In Leuven kon Erasmus zich volop aan de studie wijden en ook toezien op de oprichting van het Collegium Trilingue (Drietalencollege) waarin Grieks, Latijn en Hebreeuws zouden worden onderwezen (zie brief 686 enz.). Ook had hij er een groot aantal oude kennissen - sommige van twijfelachtige loyaliteit, zoals Maarten van Dorp - en sloot hij nieuwe vriendschappen, bijvoorbeeld met Maarten Lips, een geleerde kanunnik uit het klooster Sint-Maartensdal (zie brief 750). Zijn verhouding met sommige theologen en met de bedelorden bleef niettemin moeizaam, terwijl in 1517 een nieuwe tegenstander zich liet gelden: de Engelsman Edward Lee (zie brief 765), die in Leuven studeerde en met wie Erasmus in de loop van 1518 een vruchteloze pennenstrijd zou voeren. Bovendien was Erasmus verwikkeld in een controverse met Jacques Lefèvre d'Etaples uit Parijs (zie brieven 597, 601, 607, 608, 616, enz.) tegen wie hij in 1517 een verweerschrift liet uitgaan, tot droefenis van wederzijdse kennissen die meenden dat het ter zake staande geschil - de interpretatie van Hebreeën 2:7 - geen tweedracht onder humanistische geleerden waard was (zie brieven 621, 643, 652/53, 659, 663, enz.).

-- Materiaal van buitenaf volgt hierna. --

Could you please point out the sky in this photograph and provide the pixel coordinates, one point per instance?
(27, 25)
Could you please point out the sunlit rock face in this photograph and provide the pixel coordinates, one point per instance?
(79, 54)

Het grootste project dat Erasmus in deze periode bezig hield, was de herziening van zijn tweetalige (Grieks-Latijnse), geannoteerde uitgave van het Nieuwe Testament, die in 1516 voor het eerst was verschenen. In het voorjaar van 1518 had Erasmus het werk gereed en tegen 1 mei vertrok hij naar Bazel om persoonlijk toe te zien op het drukken van het werk in de uitgeverij van Johann Froben. De herziene uitgave zou in 1519 het licht zien. Erasmus lijkt nogal tegen de voltooiing van het werk te hebben aangehikt en merkt in verscheidene brieven op dat hij na gedane arbeid eindelijk tijd zal hebben zich te wijden aan de muzen (brieven 731, 784/85, 826). Niettemin werkte Erasmus intussen ook aan andere publicaties, zoals zijn parafrase van de Romeinenbrief (zie brief 710); bovendien schreef hij een nieuwe versie van de Ratio verae theologiae (zie brief 745), zijn programmaschets van een theologie gebaseerd op de studie van de Bijbel en de kerkvaders, met afwijzing van de disputaties over doctrinaire kwesties die kenmerkend waren voor de scholastieke traditie.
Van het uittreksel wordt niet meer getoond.